Make Breakthroughs Possible: Leading dementia charity in landmark £250m research pledge
20 September 2018
The UK’s leading dementia research charity Alzheimer’s Research UK has today pledged to commit a landmark £250m to dementia research by 2025, calling on the public to stand with them to make this ambition possible. The announcement comes ahead of World Alzheimer’s Day (21 September) as the charity launches a thought-provoking new campaign and awareness film to challenge hopelessness that still exists around dementia and enable pioneering research breakthroughs to happen more quickly. The charity wants people to understand that dementia is caused by diseases, and through research, diseases can be cured.
In 2017, dementia – most commonly caused by Alzheimer’s disease – became the UK’s leading cause of death. Despite this, new statistics from Alzheimer’s Research UK show that more than 1 in 5 (22%) adults in the UK mistakenly believes that dementia is an inevitable part of getting older and only half (51%) agree that it is a cause of death*.
The charity’s Make Breakthroughs Possible campaign is launching with a thought-provoking new film voiced by Game of Thrones actress Lena Headey and directed by award-winning Director Aoife McArdle – whose Paralympics advert for Toyota turned heads at the Super Bowl this year. The film for Alzheimer’s Research UK, premiering in full tonight in a special ITV Introduces break during Emmerdale, challenges audiences with thought-provoking visuals of a baby, which acts as a powerful metaphor for mankind’s innate survival instinct.
The film sends the hopeful message that, in the same way this instinct has led us to overcome many of our most intractable diseases, through research we can make similar life-changing breakthroughs possible for the diseases that cause dementia.
“We know that while awareness of dementia as a serious condition is increasing, more still needs to be done to help people understand the diseases that drive it and the potential of research to overcome them”, says Hilary Evans, Chief Executive of Alzheimer’s Research UK.
“In the same way medical research has overcome other diseases in the past, we can make the same breakthroughs for people affected by dementia and their families. Today, Alzheimer’s Research UK has laid out an ambition to spearhead the largest ever charity investment in dementia research over the next seven years. With the support of the public, we aim to commit a further £250m to fund life-changing dementia research by 2025 and we hope the film will inspire people to join us in making this ambition possible.”

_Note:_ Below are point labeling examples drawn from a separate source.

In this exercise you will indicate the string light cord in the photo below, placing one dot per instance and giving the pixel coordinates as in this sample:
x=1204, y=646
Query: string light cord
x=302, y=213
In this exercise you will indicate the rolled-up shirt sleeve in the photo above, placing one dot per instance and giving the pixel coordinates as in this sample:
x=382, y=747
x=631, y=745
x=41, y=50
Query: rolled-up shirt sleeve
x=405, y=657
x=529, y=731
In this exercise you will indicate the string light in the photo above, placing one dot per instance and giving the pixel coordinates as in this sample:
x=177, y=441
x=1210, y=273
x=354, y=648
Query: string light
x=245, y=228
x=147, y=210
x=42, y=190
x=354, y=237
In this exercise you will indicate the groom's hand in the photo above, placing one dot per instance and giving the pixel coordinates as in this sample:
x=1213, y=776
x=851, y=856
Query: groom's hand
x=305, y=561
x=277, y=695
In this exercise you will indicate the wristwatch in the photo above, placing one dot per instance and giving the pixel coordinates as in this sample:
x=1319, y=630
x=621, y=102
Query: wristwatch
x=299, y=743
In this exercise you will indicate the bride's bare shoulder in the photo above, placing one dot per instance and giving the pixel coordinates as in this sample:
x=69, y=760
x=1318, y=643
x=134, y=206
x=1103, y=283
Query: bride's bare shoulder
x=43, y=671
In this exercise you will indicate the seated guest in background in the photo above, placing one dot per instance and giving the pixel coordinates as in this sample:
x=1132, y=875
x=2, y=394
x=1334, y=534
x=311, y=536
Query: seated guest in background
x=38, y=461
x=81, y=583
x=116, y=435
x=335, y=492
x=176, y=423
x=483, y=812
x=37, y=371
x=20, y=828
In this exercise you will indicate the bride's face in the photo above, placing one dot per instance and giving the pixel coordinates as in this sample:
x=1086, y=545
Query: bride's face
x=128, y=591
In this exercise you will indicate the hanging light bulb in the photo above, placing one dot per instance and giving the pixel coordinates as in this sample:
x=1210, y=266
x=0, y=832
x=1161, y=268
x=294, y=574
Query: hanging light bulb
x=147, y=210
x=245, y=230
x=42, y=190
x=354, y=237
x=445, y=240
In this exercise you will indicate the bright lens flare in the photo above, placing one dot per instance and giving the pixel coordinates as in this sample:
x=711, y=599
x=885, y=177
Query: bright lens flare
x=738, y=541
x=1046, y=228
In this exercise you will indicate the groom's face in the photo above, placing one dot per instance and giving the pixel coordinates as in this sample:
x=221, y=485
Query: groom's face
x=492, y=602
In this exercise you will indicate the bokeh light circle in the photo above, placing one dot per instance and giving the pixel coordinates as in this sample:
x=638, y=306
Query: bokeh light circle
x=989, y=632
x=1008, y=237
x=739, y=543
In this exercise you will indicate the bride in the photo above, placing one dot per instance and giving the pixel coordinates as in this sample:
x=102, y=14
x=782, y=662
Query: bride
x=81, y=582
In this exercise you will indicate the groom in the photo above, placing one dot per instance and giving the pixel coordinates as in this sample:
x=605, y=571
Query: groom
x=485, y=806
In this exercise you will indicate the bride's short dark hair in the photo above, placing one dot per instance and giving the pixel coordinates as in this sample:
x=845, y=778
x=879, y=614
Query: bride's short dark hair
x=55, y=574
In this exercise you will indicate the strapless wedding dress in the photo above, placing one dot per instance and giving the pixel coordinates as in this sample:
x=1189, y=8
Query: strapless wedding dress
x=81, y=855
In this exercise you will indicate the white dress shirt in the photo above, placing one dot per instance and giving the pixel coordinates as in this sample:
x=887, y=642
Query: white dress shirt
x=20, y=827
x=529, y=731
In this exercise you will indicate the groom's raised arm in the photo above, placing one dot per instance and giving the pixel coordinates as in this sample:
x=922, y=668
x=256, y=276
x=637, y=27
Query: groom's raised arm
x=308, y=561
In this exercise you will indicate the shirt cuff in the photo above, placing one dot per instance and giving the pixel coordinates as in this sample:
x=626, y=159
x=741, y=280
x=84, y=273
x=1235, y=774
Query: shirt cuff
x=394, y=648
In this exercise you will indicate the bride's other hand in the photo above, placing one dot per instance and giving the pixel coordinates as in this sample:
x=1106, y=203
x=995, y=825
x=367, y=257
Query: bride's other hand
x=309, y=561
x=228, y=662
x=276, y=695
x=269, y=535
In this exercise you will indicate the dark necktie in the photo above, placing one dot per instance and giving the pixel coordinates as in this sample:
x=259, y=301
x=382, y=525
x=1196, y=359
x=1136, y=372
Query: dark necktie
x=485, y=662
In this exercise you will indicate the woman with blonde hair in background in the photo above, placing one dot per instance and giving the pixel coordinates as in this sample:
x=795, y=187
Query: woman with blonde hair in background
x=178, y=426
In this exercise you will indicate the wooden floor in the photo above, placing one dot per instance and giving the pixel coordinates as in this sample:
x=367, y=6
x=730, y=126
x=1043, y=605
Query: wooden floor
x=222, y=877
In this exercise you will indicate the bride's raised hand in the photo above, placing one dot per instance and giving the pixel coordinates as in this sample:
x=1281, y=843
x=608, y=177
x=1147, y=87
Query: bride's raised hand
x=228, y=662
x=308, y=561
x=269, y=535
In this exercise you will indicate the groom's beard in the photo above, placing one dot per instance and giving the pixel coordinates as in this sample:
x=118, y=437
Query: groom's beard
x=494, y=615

“Our thought-provoking film represents the innate human instinct that compels us to survive and to help others survive. As a society, we have already overcome so many challenges, including developing life-changing treatments for some of the world’s deadliest diseases. Alzheimer’s and other dementias are now one of society’s biggest medical challenges, but overcoming them isn’t impossible.”
Dr Helen Beaumont is a dementia researcher at the University of Manchester who took up a career in research after losing her husband Clive to frontotemporal dementia at the age of just 51.
“After we got the diagnosis, it was pretty much a case of ‘he has dementia, there’s no treatment, there’s nothing more we can do’. At that point he’d lost his job, spent 18 months out of work and we had two children under the age of five.
“I think a lot of people still think dementia is something that happens to everybody as you get old and I wish we could stop that, because it isn’t. When I was offered the opportunity to do research into dementia, I jumped at it. I lost my husband to dementia and I live in hope that I shall be able to stop that happening to other people.
“There is so much work happening, but to accelerate progress we need that research to happen faster – more funding, more researchers, more breakthroughs.”
The £250m ambition from Alzheimer’s Research UK will see the charity continue to support ongoing efforts at the UK Dementia Research Institute and its own network of Drug Discovery Institutes, as well as leading the development of a global platform to support much earlier diagnosis of diseases like Alzheimer’s and developing new initiatives to bolster later-stage drug discovery efforts.
In the coming weeks, the charity will also set out an action plan for government to address the inequality of funding for dementia research and speed up the search for treatments.
“If we’re to make truly life-changing breakthroughs possible for people with dementia,” says Hilary Evans, “we must see society as a whole step up and drive change, from the public sharing a message of hope and supporting research, to government and policymakers creating an environment where pioneering science can thrive.”